Many people have criticized the UK government's Rwanda deal including members of the public | Photo: Wiktor Szymanowicz / AA / picture alliance
Many people have criticized the UK government's Rwanda deal including members of the public | Photo: Wiktor Szymanowicz / AA / picture alliance

Open letter to airlines who could be asked to operate flights

The charity Freedom from Torture is among those in support of Asylum Aid's application. Freedom from Torture Chief Executive Sonya Sceats, said that there had been widespread "public outcry" at the British government's Rwanda plans, resulting in reactions across civil society and business. She said it was "great that airlines expected of involvement in next week’s flights have already begun to rule themselves out."

Sceats said they believed that the flights themselves "are probably unlawful, so the government is trying to rush the first flights out before legal challenges derail their plans."

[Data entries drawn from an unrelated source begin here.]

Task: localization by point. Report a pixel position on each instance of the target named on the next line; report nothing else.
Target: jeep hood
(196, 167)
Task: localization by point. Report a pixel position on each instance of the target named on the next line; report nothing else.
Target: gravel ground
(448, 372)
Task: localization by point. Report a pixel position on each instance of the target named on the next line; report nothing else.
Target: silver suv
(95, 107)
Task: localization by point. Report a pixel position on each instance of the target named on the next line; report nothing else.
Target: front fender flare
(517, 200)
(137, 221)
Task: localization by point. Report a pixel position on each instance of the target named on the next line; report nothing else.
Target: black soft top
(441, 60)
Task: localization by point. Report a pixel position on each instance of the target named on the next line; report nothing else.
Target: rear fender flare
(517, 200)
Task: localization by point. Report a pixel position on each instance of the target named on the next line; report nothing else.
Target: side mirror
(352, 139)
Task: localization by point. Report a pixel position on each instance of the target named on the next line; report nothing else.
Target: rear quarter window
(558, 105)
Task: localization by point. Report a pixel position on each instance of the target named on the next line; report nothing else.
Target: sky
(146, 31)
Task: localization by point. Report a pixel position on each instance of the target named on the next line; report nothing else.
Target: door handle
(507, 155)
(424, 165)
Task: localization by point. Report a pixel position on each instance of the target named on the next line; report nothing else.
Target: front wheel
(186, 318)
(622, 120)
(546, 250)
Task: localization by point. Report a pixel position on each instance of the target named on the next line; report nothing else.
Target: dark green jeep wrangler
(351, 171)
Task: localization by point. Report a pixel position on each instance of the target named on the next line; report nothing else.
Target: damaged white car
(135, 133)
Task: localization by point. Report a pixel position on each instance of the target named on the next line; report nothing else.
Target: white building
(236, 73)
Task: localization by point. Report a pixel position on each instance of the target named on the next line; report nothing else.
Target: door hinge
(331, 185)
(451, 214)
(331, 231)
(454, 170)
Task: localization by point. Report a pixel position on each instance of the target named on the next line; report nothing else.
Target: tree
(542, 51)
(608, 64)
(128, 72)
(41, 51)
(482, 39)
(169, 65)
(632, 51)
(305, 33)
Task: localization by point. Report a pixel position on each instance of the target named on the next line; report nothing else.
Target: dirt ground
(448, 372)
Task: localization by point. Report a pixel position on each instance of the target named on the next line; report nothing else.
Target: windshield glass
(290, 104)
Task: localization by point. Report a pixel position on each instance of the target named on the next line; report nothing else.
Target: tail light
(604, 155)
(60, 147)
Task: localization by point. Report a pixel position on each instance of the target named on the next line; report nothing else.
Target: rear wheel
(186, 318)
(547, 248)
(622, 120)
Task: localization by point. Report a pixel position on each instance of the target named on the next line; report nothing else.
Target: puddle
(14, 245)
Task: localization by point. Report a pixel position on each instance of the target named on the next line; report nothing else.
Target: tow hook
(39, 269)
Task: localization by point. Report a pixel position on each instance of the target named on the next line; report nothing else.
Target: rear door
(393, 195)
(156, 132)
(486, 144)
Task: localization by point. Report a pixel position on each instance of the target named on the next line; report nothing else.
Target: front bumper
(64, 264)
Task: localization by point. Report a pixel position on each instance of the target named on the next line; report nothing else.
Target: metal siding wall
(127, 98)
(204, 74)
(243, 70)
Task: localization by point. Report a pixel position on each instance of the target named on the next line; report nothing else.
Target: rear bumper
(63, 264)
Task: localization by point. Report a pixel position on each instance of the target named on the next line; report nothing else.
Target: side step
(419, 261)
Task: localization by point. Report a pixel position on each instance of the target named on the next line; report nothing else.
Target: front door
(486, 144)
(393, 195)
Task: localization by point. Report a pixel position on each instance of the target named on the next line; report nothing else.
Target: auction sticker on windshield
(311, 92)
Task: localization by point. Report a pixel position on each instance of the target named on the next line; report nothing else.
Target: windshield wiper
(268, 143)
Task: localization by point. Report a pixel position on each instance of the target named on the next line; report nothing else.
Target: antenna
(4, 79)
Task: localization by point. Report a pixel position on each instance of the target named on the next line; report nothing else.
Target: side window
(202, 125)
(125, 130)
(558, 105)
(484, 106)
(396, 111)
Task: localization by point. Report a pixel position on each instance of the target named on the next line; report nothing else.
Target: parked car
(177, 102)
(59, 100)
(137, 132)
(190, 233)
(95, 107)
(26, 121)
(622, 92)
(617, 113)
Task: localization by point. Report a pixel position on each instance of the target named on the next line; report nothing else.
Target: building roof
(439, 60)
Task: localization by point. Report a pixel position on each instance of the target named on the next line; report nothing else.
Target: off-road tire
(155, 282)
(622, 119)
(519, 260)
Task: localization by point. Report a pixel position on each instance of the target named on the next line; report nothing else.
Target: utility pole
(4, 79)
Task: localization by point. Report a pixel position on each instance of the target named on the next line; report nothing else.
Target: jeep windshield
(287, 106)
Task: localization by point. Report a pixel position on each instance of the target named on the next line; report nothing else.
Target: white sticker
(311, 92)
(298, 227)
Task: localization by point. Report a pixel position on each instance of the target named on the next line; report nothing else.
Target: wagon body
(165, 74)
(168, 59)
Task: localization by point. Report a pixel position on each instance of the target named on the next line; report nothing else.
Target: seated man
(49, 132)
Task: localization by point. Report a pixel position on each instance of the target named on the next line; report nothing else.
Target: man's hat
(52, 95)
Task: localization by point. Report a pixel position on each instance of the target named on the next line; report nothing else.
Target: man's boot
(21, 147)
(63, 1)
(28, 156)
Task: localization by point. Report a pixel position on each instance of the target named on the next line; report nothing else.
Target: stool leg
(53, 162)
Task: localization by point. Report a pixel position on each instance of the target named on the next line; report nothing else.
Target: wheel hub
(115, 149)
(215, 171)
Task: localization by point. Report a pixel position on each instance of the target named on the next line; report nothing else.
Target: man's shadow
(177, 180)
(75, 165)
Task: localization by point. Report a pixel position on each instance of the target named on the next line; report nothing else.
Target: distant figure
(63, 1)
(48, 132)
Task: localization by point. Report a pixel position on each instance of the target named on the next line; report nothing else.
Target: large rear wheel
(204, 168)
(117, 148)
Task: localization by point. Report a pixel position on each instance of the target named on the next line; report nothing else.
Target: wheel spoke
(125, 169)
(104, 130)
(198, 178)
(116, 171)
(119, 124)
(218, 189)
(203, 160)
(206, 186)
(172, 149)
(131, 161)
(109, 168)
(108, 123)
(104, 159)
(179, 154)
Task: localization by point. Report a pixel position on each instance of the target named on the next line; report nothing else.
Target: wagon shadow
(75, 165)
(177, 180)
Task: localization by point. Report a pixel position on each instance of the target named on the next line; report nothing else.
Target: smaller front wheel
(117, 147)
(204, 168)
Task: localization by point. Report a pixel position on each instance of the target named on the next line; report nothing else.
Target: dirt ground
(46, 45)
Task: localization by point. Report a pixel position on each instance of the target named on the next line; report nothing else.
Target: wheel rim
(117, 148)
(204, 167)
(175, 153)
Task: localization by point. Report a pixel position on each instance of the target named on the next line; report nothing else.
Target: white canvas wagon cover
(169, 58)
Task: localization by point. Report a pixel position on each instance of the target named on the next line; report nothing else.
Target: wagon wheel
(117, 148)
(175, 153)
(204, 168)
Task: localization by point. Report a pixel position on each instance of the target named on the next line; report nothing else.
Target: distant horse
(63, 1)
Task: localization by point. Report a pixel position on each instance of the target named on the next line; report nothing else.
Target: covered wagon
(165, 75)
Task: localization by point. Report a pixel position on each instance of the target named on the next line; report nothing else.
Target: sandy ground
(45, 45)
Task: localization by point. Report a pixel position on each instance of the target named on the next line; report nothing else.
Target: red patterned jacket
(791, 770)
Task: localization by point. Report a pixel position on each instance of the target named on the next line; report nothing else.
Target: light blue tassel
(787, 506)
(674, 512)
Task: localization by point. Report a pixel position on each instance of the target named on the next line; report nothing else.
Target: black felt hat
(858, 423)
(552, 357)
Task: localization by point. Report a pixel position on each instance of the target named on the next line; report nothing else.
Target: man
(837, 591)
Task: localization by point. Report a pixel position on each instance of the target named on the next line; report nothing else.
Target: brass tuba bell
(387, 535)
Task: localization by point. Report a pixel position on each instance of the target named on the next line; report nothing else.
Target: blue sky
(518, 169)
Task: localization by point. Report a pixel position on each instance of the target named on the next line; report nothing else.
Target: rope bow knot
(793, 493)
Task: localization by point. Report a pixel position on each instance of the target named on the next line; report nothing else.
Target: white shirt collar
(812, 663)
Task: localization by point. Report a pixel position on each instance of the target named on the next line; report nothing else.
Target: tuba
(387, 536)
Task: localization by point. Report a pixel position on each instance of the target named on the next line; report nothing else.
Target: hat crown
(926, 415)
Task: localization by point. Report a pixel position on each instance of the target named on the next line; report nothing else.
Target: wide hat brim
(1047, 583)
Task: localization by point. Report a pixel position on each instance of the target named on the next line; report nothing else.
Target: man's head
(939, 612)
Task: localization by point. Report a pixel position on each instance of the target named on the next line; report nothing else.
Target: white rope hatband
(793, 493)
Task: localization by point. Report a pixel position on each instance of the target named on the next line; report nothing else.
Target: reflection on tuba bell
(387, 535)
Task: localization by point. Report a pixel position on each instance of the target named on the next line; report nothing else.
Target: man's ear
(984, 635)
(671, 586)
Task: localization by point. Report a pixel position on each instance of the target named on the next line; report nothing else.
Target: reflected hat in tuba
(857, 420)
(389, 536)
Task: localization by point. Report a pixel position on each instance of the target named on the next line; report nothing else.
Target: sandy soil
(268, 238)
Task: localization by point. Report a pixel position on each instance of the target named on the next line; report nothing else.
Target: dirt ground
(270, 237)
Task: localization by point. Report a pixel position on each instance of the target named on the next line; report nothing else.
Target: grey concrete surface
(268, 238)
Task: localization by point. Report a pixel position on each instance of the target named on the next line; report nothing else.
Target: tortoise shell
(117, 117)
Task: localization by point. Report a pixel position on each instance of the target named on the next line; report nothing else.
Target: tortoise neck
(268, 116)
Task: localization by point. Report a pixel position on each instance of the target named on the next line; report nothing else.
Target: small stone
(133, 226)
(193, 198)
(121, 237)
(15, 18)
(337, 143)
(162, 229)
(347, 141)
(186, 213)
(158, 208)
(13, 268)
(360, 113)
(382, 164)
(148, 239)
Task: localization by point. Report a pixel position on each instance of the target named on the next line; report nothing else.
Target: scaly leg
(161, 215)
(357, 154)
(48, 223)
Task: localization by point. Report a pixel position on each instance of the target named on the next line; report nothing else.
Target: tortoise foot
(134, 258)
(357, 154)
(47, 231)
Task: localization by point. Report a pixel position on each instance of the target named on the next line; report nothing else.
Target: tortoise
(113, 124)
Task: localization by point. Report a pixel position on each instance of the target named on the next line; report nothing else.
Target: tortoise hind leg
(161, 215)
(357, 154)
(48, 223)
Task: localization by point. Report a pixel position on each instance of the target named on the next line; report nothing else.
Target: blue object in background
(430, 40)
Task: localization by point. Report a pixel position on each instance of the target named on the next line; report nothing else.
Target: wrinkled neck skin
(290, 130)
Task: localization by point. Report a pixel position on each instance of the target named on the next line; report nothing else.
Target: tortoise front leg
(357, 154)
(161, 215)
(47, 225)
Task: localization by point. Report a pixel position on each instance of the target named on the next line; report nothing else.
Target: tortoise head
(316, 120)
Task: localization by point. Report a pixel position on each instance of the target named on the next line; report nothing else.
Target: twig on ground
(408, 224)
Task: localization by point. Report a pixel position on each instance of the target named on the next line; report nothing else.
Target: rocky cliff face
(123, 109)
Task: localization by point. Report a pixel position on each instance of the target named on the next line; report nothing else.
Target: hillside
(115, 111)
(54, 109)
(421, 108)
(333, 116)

Over 80 public figures in the UK have written to airlines suspected of operating the Rwanda flights, which are due to start on June 14. According to a press release sent out by the Joint Council for the Welfare of Immigrants (JCWI), the celebrities involved include former footballer Gary Lineker, musician and author Akala and artist Tracey Emin, alongside various writers, activists and academics.

The letter, stated the JCWI press release, has been sent to three airlines known to have worked with the UK government previously on deportation flights. These include Titan Airways, Privilege Style and Iberojet.

Over 100 people issued with notification of flights

Freedom from Torture launched a public campaign, which gathered more than 15,000 letters of protest from the public in total. As a result, the airline Air Tanker, which previously had "carried out Home Office removal flights," have ruled themselves out of operating flights to Rwanda, stated the press release.


It is believed that over 100 people have now been issued with letters notifying them of their upcoming flights to Rwanda. Some of those flights are scheduled to depart from the UK on June 14. Many of the asylum seekers affected are being detained in a facility near London Gatwick Airport called Brook House.

Kolbassia Haoussou, Director of Survivor Empowerment at Freedom from Torture, said: "When I fled torture and persecution in central Africa, Britain gave me a chance to heal and rebuild my life, so it breaks my heart that this government is now trying to send survivors like me to a country known to practice torture."